Tell me more about reproxalap.
Reproxalap is Aldeyra’s first-in-class, small-molecule modulator of reactive aldehyde species (RASP)— known to be elevated in ocular and systemic inflammatory disease as well as cause decreased tear production, eye redness, change in lipid tear composition, and increased ocular inflammation.
How did it perform in clinical trials?
Reproxalap performed in five adequate and well-controlled clinical trials encompassing data for ocular dryness symptom score, ocular redness, Schirmer test, and Schirmer test ≥10 mm responder analysis.See here for additional data.

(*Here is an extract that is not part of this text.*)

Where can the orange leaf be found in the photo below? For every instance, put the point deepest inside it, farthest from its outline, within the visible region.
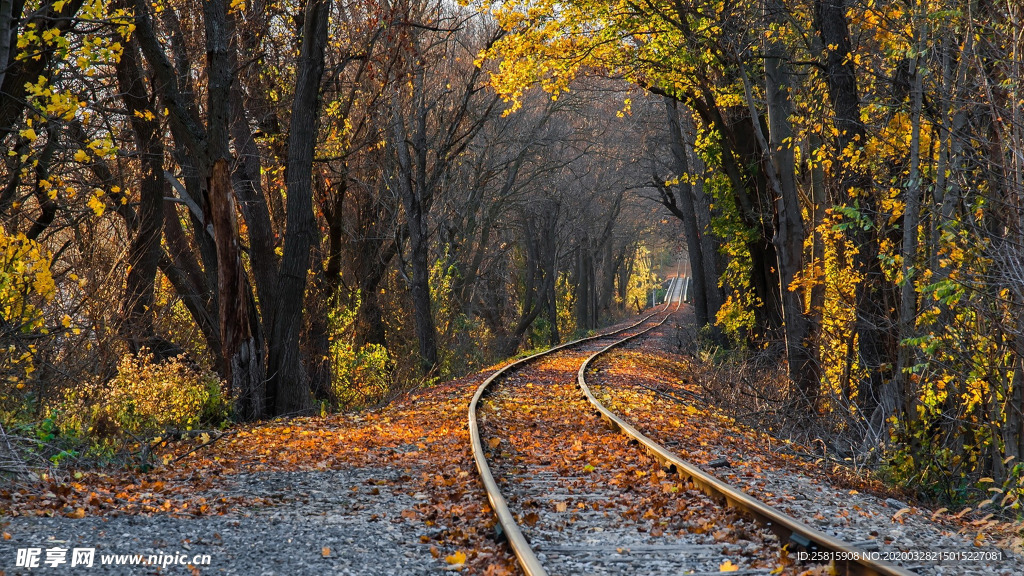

How quickly can reproxalap work?
Per study data, it shows signs of activity ranging from within minutes of administration to up to 12 weeks.
What’s next?
The FDA has designated a Prescription Drug User Act (PDUFA) date for November 23, 2023.
However, the FDA also noted that it has identified no potential filing review issues and that an advisory committee meeting is not currently planned.